The Chief Minister thanked Anguilla Finance Ltd., the company he said was charged with marketing the Anguilla jurisdiction, for putting on the event and working so hard to move the island’s financial services agenda forward. “This will undoubtedly benefit the Government and people of Anguilla,” he stressed. “The private sector representatives have put their money where their mouths are, as all the costs have been met by their professional services providers in Anguilla. Government must do its part to support them both with legislation and marketing dollars because a lot of service providers are talking about cutting back or closing down. We need to ‘stop the slide and grow the pile’ and the only way to do so is to do what my Government has decided to do and, that is, to work with them and invest with them. In order to make money, we must spend money.”

Mr. Hughes saw offshore financial services as being second to the island’s tourism industry in which all the stakeholders had worked tirelessly together to produce a world leading asset. “The financial services industry must do the same,” he added. “All the stakeholders both here, and globally, must form themselves together, making the best use of best practice,…to achieve a product and a level of service that can surpass all jurisdictions that are household names.”

Mr. Garlick was pleased with the turnout of Government and financial services officials and outlined some of the proposals of his company.  He issued a booklet entitled, “Anguilla Finance: Working Together for the Common Good,” in which he stated that his company’s proposal was to be the marketing entity for the island’s financial services community as a whole.

Mr. Garlick listed various steps to be taken to significantly develop the financial services industry. They included looking for new markets; creating unique selling propositions; utilisingall the resources available to British Overseas Territories; creating a user-friendly and manageable website to allow members to post press releases, articles and brochures; working with British and Anguillian Government bodies;reviewing target markets and databases; organising events such as trade shows; speaking and sponsorship opportunities; and working closely with Chambers of Commerce, Embassies and Consulates in Anguilla, the Caribbean and worldwide.

Mr. Garlick noted that there must be a review of the cost effectiveness of all activities in order to move forward. This included a review of itemised expenditure; client satisfaction surveys; a review of closed deals and revenue generation.

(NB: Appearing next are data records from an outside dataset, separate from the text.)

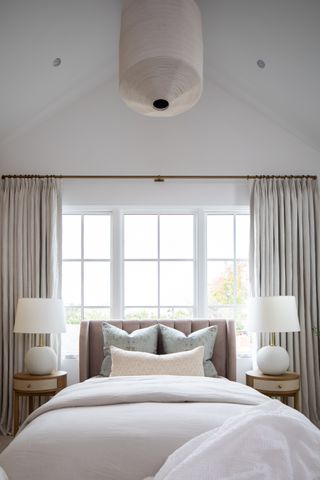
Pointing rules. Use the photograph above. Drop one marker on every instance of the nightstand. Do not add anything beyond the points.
(283, 386)
(27, 385)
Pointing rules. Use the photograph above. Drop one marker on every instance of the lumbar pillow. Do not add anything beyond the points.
(143, 340)
(176, 341)
(126, 363)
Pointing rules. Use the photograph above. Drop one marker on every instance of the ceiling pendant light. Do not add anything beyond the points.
(160, 56)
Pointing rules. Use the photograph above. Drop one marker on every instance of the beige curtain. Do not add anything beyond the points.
(285, 260)
(30, 262)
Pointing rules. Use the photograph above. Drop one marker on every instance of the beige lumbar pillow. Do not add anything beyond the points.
(126, 363)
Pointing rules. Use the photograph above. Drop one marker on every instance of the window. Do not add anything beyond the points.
(155, 265)
(228, 272)
(85, 272)
(158, 266)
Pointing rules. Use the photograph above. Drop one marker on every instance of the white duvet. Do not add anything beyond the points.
(123, 428)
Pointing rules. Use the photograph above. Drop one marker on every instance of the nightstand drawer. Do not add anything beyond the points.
(276, 385)
(32, 385)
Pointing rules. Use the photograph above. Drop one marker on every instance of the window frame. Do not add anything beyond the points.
(201, 308)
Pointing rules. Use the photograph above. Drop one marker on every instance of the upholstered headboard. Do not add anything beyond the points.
(91, 342)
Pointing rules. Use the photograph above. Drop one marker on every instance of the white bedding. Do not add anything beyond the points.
(121, 428)
(282, 444)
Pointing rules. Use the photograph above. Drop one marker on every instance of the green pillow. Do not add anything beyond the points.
(175, 341)
(142, 340)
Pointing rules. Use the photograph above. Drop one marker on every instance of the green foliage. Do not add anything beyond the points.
(221, 289)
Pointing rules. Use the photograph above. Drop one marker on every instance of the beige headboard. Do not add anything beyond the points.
(91, 342)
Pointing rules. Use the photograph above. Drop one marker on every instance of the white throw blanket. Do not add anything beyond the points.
(125, 428)
(271, 441)
(160, 389)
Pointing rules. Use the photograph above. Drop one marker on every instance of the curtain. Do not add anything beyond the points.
(285, 260)
(30, 262)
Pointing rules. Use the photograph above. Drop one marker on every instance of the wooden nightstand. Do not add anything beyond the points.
(283, 386)
(26, 385)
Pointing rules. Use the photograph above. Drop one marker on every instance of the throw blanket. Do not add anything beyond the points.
(160, 389)
(271, 441)
(121, 428)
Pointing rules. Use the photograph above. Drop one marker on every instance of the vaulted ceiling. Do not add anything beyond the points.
(285, 34)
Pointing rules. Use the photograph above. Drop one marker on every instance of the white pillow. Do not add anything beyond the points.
(126, 363)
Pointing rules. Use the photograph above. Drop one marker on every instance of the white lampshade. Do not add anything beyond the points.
(273, 314)
(160, 56)
(40, 315)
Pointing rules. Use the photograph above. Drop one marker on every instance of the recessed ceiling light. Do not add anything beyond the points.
(56, 62)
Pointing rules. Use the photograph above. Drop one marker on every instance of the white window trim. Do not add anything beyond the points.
(201, 307)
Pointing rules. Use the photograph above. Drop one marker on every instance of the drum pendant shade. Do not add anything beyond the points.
(160, 56)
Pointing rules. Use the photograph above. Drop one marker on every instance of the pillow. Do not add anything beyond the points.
(175, 341)
(126, 363)
(143, 340)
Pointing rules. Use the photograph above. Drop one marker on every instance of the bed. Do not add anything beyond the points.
(161, 427)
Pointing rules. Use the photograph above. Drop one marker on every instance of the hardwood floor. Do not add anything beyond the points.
(4, 442)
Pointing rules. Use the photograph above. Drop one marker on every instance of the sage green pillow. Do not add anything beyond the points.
(142, 340)
(175, 341)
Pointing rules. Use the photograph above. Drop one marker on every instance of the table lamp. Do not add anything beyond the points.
(273, 315)
(41, 316)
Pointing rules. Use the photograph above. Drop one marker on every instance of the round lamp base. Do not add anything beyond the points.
(273, 360)
(41, 361)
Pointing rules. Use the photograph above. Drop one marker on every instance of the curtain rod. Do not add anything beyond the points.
(160, 178)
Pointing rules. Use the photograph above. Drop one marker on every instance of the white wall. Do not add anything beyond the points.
(98, 134)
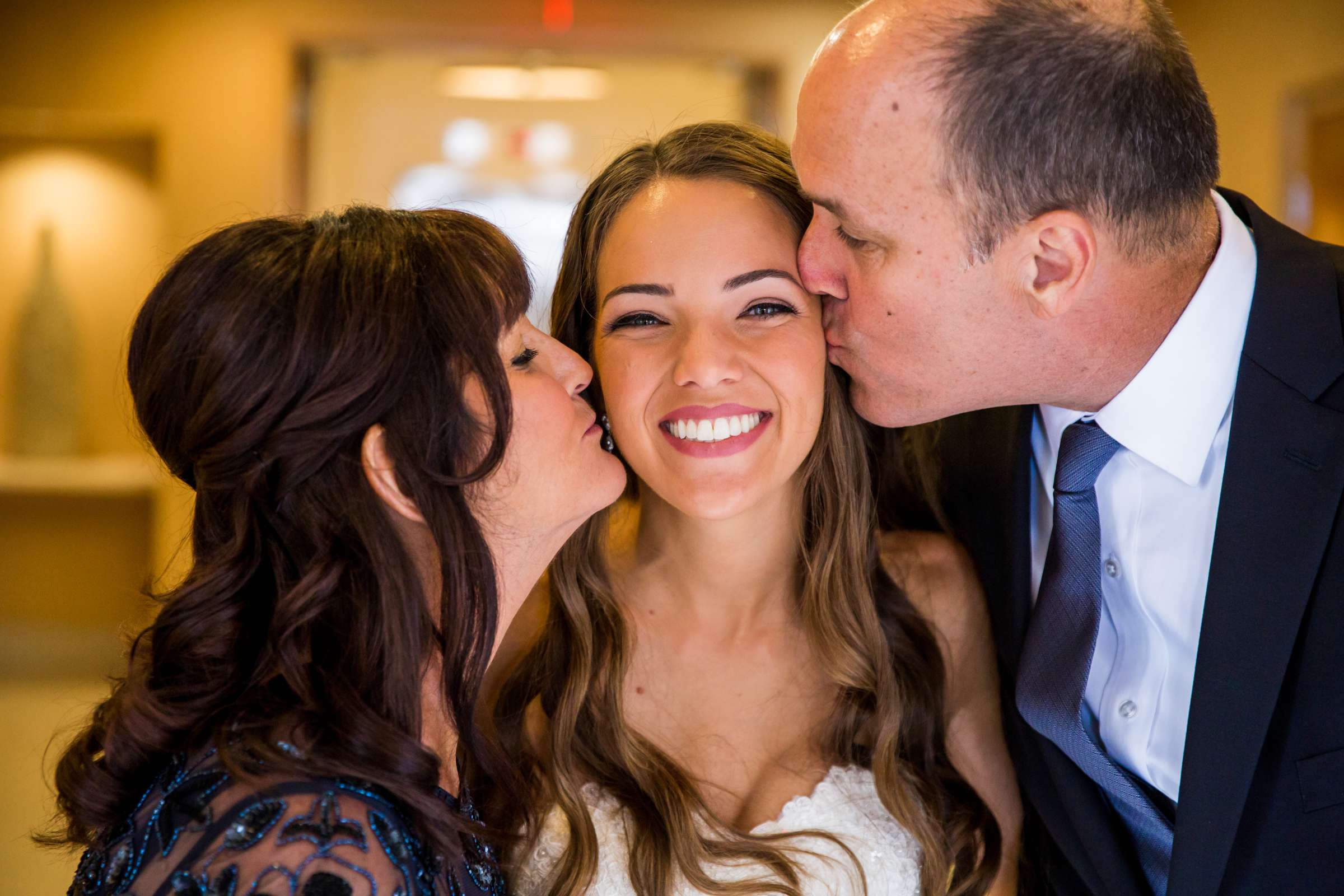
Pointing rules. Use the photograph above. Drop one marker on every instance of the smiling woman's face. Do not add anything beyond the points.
(710, 352)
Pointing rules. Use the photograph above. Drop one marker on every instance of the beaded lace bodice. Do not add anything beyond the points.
(198, 832)
(844, 804)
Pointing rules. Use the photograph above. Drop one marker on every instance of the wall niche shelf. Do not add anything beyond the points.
(108, 476)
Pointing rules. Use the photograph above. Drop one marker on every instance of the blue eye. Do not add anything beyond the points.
(633, 319)
(852, 242)
(769, 309)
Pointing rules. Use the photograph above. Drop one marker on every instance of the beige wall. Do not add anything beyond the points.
(1252, 57)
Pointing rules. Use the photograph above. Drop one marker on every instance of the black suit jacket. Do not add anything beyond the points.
(1262, 785)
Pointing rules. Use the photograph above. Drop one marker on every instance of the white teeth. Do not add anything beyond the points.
(716, 430)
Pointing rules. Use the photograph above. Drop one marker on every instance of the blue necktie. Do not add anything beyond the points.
(1061, 638)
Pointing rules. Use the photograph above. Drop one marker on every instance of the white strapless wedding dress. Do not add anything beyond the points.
(844, 804)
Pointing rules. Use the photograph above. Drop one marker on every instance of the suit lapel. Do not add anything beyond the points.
(1281, 493)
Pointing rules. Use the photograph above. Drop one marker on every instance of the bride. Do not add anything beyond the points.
(726, 687)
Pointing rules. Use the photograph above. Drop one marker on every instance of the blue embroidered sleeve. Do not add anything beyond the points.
(199, 833)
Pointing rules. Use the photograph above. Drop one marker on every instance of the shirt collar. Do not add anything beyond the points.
(1173, 409)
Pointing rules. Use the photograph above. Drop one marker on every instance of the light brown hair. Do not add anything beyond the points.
(872, 644)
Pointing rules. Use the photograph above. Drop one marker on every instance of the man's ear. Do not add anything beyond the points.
(382, 474)
(1054, 255)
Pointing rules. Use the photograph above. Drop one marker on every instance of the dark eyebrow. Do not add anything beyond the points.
(640, 289)
(832, 206)
(750, 277)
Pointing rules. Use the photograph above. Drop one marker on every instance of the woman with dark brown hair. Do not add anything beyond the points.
(386, 456)
(733, 689)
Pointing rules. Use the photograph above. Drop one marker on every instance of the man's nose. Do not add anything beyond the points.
(816, 265)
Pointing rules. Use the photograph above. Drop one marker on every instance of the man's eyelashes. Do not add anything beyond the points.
(772, 308)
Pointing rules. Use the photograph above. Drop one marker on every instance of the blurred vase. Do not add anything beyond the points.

President of the Anguilla Financial Services Association, Palmavon Webster, expressed gratitude to the Chief Minister for pledging Government’s support including the funding of part of the marketing programme.

She said all stakeholders had a significant role to play in the interest of Anguilla and its people. According to her, it was not about playing second fiddle to the tourism industry but, like the Cayman Islands, Bermuda and the BVI, Anguilla could equally distinguish itself in the development of its financial services.

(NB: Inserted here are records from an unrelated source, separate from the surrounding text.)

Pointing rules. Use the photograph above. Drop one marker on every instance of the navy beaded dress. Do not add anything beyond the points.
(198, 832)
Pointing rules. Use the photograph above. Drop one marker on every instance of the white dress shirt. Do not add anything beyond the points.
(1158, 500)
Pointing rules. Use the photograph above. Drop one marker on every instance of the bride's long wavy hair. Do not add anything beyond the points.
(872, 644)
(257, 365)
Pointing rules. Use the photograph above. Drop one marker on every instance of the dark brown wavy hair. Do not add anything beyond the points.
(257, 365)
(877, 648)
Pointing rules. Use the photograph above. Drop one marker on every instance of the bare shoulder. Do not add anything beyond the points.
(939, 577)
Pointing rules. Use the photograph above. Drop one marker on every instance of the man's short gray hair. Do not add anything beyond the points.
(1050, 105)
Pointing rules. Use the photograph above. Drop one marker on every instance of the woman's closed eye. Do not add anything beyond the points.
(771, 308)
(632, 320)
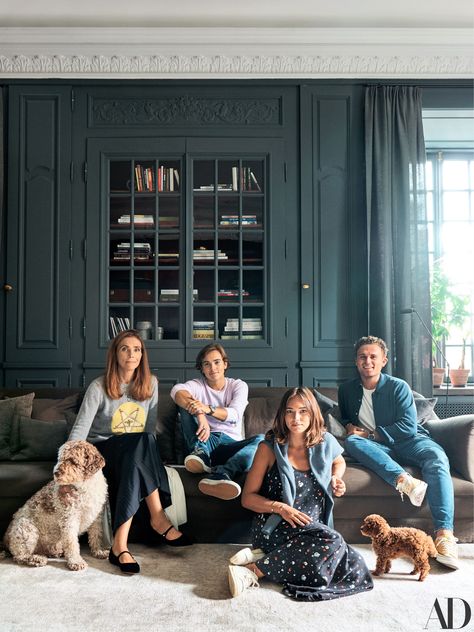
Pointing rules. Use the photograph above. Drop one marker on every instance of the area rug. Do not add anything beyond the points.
(185, 590)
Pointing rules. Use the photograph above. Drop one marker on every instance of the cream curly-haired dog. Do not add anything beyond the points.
(50, 522)
(391, 542)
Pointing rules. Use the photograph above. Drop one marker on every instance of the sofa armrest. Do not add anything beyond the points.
(456, 436)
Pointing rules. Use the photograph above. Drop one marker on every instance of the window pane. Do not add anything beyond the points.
(455, 174)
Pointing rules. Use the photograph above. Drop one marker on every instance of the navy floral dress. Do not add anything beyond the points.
(313, 562)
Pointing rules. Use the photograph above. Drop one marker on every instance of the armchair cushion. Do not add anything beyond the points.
(456, 436)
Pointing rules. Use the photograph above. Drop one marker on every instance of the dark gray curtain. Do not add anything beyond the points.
(398, 273)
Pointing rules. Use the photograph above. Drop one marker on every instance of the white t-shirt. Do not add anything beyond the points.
(366, 411)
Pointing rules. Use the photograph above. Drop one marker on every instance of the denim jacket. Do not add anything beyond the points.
(394, 408)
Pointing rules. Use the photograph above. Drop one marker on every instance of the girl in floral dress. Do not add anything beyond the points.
(295, 473)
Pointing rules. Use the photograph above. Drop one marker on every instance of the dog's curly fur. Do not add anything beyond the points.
(392, 542)
(50, 522)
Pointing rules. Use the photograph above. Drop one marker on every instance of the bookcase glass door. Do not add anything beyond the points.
(144, 242)
(229, 248)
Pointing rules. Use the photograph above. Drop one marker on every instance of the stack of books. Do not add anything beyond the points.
(118, 324)
(229, 295)
(200, 254)
(139, 220)
(203, 329)
(141, 252)
(251, 329)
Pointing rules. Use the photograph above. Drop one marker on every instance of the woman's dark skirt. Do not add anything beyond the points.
(133, 469)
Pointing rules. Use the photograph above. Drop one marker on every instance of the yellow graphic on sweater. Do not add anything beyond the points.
(129, 417)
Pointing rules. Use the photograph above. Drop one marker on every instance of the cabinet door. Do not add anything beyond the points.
(333, 293)
(37, 346)
(135, 248)
(236, 272)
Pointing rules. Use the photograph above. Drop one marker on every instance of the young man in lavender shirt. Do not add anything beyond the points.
(211, 410)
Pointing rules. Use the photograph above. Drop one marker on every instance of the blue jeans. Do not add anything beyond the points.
(420, 451)
(227, 455)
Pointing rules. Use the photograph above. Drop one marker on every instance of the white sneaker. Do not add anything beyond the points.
(246, 556)
(241, 578)
(447, 551)
(413, 488)
(219, 486)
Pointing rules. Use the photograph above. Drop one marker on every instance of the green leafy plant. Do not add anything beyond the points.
(449, 311)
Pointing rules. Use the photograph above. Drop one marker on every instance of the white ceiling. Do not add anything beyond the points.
(245, 13)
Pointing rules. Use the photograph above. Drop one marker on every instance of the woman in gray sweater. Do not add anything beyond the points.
(118, 415)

Ms. Webster congratulated Anguilla Finance Ltd for taking the lead in marketing the industry. She underscored the Chief Minister’s desire to see the offshore financial services industry developed to a point where it would result in increased employment for Anguillians and financial business for the island’s economy. “What we need to achieve our goals, is to band together,” she added.” We can follow the lead of the tourist industry and do it better. We must not be complacent…I think we have an incredible opportunity to go forward now in a very logical and methodical way.”

Other speakers were Registrar of Commercial Activities, Lanston Connor whose topic was Working together for the Common Good; Paul T. Mason who spoke on The Growing Need for a Real Presence; John J. Koresko who gave an American view on the subject: How to make Anguilla an attractive destination given the current administration’s attitude to offshore financial centres; Martin Evenleigh, Chairman of Altlas Insurance Management whose topic was: Captive Insurance: What clients require from a jurisdiction; and Peter Reichenstein who spoke on Foundations: A legislative process case history.